Artificial Intelligence Predicts Alzheimer’s In Brain Scans Before Diagnosis

Artificial intelligence can soon become a blessing for people who have Alzheimer’s or about to develop the ailment sometime later in life. Although the disease can’t be cured, if Alzheimer’s is detected in early stages, its progress can be halted due to advancement in medicine. However, detecting the disease in early stages is the bottleneck stopping radiologists.

If artificial intelligence can help scientists detect the illness sooner than later in coming years, it can give them an opportunity to intervene and stop the progress.

The Problem

The Resident Physician, Jae Ho Sohn, MD, MS, who found out the solution says that the biggest hurdle in the treatment of Alzheimer’s is that by the time it is detected, the damage is irreversible. The clinical symptoms and accurate diagnosis that helps Doctors predict the presence of Alzheimer’s are carried out at a stage when considerably high neurons have already died.

The Research

In a study carried out by Sohn, he tried to predict if an individual will encounter Alzheimer’s disease after they experience memory impairment for the first time. This time is also the best possible time for intervention with probable treatment and medication.

To detect the presence of Alzheimer’s, most common diagnosis is done through PET (Positron emission tomography). These PET scans measure the presence of specific molecule levels in the brain. For instance, glucose, which helps in diagnosing the ailment as it is the main fuel source for our brain cells. An active cell uses more and more glucose for effective functioning. But, diseased cells start using less glucose and eventually stop using any when they die.

In the study, scientists used this information and PET scans to evaluate the difference in glucose levels across the brain. Another major fact that plays a role in the diagnosis of Alzheimer’s is that this ailment is a slowly progressive disorder. This means that the changes are slow and slight and not visible to the naked eye in the scans. Hence, even when the glucose levels in the brain keep changing slowly, it is not diagnosed as early as we should predict it.

So, to diagnose Alzheimer’s early, radiologist used artificial intelligence algorithm to figure out changes in frontal and parietal lobes. They took starting data from Alzheimer’s Disease Neuroimaging Initiative (ADNI) dataset.
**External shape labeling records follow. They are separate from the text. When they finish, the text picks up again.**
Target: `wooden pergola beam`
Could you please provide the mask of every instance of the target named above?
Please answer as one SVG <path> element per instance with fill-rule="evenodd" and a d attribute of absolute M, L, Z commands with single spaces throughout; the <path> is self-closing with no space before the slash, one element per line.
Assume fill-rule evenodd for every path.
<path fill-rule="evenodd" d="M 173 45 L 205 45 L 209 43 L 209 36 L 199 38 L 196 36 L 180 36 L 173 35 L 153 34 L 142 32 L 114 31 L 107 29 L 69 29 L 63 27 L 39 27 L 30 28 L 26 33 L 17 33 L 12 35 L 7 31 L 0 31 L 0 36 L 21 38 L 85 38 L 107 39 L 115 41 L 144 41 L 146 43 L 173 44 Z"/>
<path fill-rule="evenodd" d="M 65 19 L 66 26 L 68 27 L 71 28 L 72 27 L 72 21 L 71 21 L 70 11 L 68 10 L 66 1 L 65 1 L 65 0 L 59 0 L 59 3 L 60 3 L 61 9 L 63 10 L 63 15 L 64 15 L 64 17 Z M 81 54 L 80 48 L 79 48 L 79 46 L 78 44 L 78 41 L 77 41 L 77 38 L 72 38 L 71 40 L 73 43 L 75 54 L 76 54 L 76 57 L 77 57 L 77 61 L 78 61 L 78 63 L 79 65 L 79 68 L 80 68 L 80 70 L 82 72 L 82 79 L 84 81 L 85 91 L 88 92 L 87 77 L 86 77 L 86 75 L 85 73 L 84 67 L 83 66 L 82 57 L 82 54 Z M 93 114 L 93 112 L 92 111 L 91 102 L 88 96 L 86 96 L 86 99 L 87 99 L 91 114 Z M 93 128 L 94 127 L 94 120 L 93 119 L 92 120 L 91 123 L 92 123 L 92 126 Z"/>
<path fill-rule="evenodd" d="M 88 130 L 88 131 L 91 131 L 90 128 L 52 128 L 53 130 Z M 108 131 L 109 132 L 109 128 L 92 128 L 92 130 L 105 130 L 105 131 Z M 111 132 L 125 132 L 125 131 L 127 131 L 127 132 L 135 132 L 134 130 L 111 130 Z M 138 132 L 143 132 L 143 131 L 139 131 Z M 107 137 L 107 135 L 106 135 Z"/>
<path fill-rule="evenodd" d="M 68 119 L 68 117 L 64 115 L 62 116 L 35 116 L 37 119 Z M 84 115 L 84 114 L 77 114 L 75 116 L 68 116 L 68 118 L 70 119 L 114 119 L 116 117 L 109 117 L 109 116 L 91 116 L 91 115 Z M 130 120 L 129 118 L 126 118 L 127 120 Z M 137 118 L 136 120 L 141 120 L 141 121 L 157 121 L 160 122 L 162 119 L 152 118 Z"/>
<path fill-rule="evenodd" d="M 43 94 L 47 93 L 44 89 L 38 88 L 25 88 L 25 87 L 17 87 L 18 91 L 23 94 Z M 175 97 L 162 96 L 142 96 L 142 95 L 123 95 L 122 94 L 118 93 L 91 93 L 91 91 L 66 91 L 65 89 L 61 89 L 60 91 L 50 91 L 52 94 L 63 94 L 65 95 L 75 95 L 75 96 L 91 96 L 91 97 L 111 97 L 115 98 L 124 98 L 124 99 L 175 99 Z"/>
These PET scans were diagnosed with no disease, mild cognitive impairment, or Alzheimer’s disease. When this data (1921 scans) was given to the algorithm, it started predicting how the disease progresses and what are the slow changes observed in the brain.

After this, the radiologists fed two datasets to the algorithm: one from the ADNI only but these scans were not previously given to the algorithm and other from UCSF Memory and Aging Centre’s data.

In the first test, the algorithm predicted the presence of Alzheimer’s correctly in 92% patients and the second time, it accurately detected 98% patients. In fact, an amazing thing was that this algorithm predicted the presence of Alzheimer’s 6 years before the actual diagnosis. Starting the treatment 6 years earlier – that’s some progress radiologists were looking forward to.

Conclusion

Although Sohn still believes that we have a long way to go because the datasets were small, the progress is extremely useful. These radiologists will try to recover more information in this respect in 2019, but it amazing how we have made the progress. Sohn further noted in the experiment that radiologists are great at predicting small focal changes such as in case of the brain tumor. But, finding changes in the global region is a struggle. The artificial intelligence is known to carry out such tasks, hence, can immensely improve the diagnosis stage and treatment stage of Alzheimer’s disease.